This has been worked out by Conduché in [Modules croisés généralisés de longueur 2](http://www.sciencedirect.com/science/article/pii/0022404984900343) (JPAA **34** (1984), 155-178), using simplicial group methods.

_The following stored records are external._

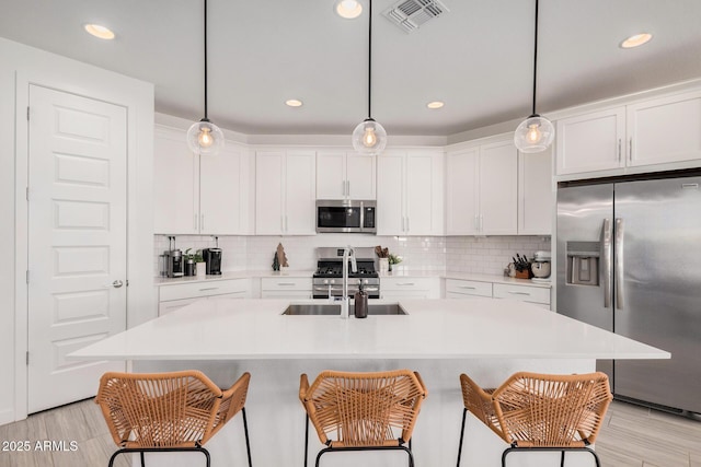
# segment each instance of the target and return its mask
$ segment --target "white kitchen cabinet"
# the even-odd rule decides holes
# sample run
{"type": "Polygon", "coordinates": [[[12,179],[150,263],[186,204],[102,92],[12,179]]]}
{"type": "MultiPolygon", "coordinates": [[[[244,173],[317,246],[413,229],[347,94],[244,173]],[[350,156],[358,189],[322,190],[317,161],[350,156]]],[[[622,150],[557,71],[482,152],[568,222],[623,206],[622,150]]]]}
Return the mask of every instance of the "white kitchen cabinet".
{"type": "Polygon", "coordinates": [[[518,151],[513,137],[448,153],[447,234],[514,235],[518,151]]]}
{"type": "Polygon", "coordinates": [[[377,171],[378,235],[443,235],[443,152],[386,151],[377,171]]]}
{"type": "Polygon", "coordinates": [[[317,199],[375,199],[376,156],[353,152],[317,154],[317,199]]]}
{"type": "Polygon", "coordinates": [[[315,154],[261,151],[255,154],[255,233],[313,235],[315,154]]]}
{"type": "Polygon", "coordinates": [[[552,147],[542,152],[518,154],[518,233],[552,233],[552,147]]]}
{"type": "Polygon", "coordinates": [[[701,91],[558,120],[558,175],[701,160],[701,91]]]}
{"type": "Polygon", "coordinates": [[[198,300],[209,299],[245,299],[250,296],[249,279],[206,280],[159,288],[158,314],[180,310],[198,300]]]}
{"type": "Polygon", "coordinates": [[[701,91],[627,107],[628,165],[701,159],[701,91]]]}
{"type": "Polygon", "coordinates": [[[156,127],[154,233],[250,233],[248,150],[227,141],[216,155],[193,154],[185,131],[156,127]]]}
{"type": "Polygon", "coordinates": [[[558,175],[623,167],[625,107],[558,120],[558,175]]]}
{"type": "Polygon", "coordinates": [[[380,276],[380,299],[439,299],[439,278],[380,276]]]}
{"type": "Polygon", "coordinates": [[[275,277],[261,279],[262,299],[311,299],[311,278],[275,277]]]}
{"type": "Polygon", "coordinates": [[[446,279],[446,299],[492,297],[492,282],[446,279]]]}

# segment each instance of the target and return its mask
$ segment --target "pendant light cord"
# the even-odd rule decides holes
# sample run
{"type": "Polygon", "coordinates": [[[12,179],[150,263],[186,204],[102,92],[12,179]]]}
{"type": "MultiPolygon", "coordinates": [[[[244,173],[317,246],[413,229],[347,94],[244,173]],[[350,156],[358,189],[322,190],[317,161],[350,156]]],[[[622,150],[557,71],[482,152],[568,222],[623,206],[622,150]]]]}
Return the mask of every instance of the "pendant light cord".
{"type": "Polygon", "coordinates": [[[536,114],[536,77],[537,75],[538,75],[538,0],[536,0],[536,34],[533,39],[533,106],[532,106],[531,115],[537,115],[536,114]]]}
{"type": "Polygon", "coordinates": [[[207,117],[207,0],[205,1],[205,120],[209,121],[207,117]]]}
{"type": "Polygon", "coordinates": [[[368,0],[368,119],[372,119],[372,0],[368,0]]]}

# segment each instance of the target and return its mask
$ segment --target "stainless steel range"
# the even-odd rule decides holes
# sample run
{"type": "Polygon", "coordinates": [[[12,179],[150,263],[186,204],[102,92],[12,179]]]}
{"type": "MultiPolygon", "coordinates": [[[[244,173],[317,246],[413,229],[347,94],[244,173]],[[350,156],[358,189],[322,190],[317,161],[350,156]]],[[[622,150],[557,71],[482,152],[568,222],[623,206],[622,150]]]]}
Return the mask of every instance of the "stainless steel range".
{"type": "MultiPolygon", "coordinates": [[[[358,283],[363,282],[363,290],[369,299],[380,297],[380,278],[375,268],[374,248],[354,248],[357,272],[348,268],[348,296],[358,291],[358,283]]],[[[317,248],[317,272],[312,276],[313,297],[330,299],[343,295],[343,248],[317,248]]]]}

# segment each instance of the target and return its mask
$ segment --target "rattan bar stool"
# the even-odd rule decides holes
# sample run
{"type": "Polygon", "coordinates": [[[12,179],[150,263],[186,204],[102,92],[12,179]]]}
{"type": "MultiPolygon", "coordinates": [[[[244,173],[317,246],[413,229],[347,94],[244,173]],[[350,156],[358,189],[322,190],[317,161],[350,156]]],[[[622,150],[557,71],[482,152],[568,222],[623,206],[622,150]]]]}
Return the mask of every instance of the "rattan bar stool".
{"type": "Polygon", "coordinates": [[[119,454],[200,452],[203,446],[239,411],[243,417],[245,447],[251,464],[245,397],[251,375],[244,373],[226,390],[198,371],[171,373],[105,373],[100,380],[95,402],[119,447],[110,458],[112,467],[119,454]]]}
{"type": "Polygon", "coordinates": [[[613,398],[605,373],[550,375],[516,373],[496,389],[482,389],[466,374],[462,386],[462,429],[458,446],[458,467],[468,411],[509,444],[502,454],[502,467],[512,452],[586,451],[594,444],[604,416],[613,398]]]}
{"type": "Polygon", "coordinates": [[[325,453],[369,450],[404,451],[409,455],[409,466],[413,467],[411,437],[427,395],[418,373],[409,370],[325,371],[311,386],[302,374],[299,399],[307,411],[304,467],[310,420],[319,440],[326,445],[317,454],[317,467],[325,453]]]}

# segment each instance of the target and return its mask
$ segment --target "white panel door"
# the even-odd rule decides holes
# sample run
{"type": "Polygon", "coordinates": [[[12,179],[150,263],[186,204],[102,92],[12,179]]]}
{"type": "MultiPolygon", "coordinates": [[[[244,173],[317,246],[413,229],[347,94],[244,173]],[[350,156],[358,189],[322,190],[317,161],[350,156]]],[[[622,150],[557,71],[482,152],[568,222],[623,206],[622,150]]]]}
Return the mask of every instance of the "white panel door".
{"type": "Polygon", "coordinates": [[[430,235],[437,230],[434,215],[434,157],[430,154],[406,156],[404,229],[410,235],[430,235]]]}
{"type": "Polygon", "coordinates": [[[199,156],[199,232],[237,235],[242,232],[243,149],[228,143],[216,155],[199,156]]]}
{"type": "Polygon", "coordinates": [[[255,233],[258,235],[284,232],[284,152],[255,154],[255,233]]]}
{"type": "Polygon", "coordinates": [[[315,154],[288,152],[286,163],[285,231],[288,235],[315,235],[315,154]]]}
{"type": "Polygon", "coordinates": [[[384,151],[377,173],[377,234],[404,235],[404,154],[384,151]]]}
{"type": "Polygon", "coordinates": [[[448,154],[446,191],[446,233],[474,235],[478,233],[478,187],[480,150],[472,148],[448,154]]]}
{"type": "Polygon", "coordinates": [[[66,355],[126,328],[126,109],[32,85],[28,412],[94,396],[124,362],[66,355]],[[120,285],[124,284],[124,285],[120,285]]]}
{"type": "Polygon", "coordinates": [[[156,128],[153,138],[153,232],[198,233],[198,156],[185,132],[156,128]]]}
{"type": "Polygon", "coordinates": [[[518,151],[514,140],[480,148],[480,233],[516,235],[518,224],[518,151]]]}
{"type": "Polygon", "coordinates": [[[317,154],[317,199],[344,199],[347,189],[345,153],[317,154]]]}
{"type": "Polygon", "coordinates": [[[347,195],[350,199],[375,199],[375,155],[348,153],[346,160],[347,195]]]}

While it more or less boils down to the stuff described in the answer by Qiaochu, Conduché also describes a nice (2? 3?)-category holding the same information. Its objects are complexes$$G_2\xrightarrow{\partial}G_1\xrightarrow{\partial}G_0$$of $G_0$-groups (composite trivial, $G_0$ acting on itself by conjugation) together with the s. c. Peiffer bracket $\{,\}:G_1\times G_1\to G_2$ satisfying the elaborate but appealing identities
$$
\begin{aligned}
{}^{x_0}\{x_1,y_1\}&=\{{}^{x_0}x_1,{}^{x_0}y_1\}\\
\{\partial x_2,\partial y_2\}&=[x_2,y_2]\\
\partial\{x_1,y_1\}&=x_1y_1x_1^{-1}\left({}^{\partial x_1}y_1\right)^{-1}\\
\{\partial x_2,x_1\}\{x_1,\partial x_2\}&=x_2\left({}^{\partial x_1}x_2\right)^{-1}\\
\{x_1y_1,z_1\}&=\{x_1,y_1z_1y_1^{-1}\}\ \ {}^{\partial x_1}\{y_1,z_1\}\\
\{x_1,y_1z_1\}&=\{x_1,y_1\}\{x_1,z_1\}\{\partial\{x_1,z_1\}^{-1},{}^{\partial x_1}y_1\}.
\end{aligned}
$$
Since both $G_2$ and $G_1$ are nonabelian, it is clear that there will be lots of equivalent nonisomorphic objects, but still this description has its advantages.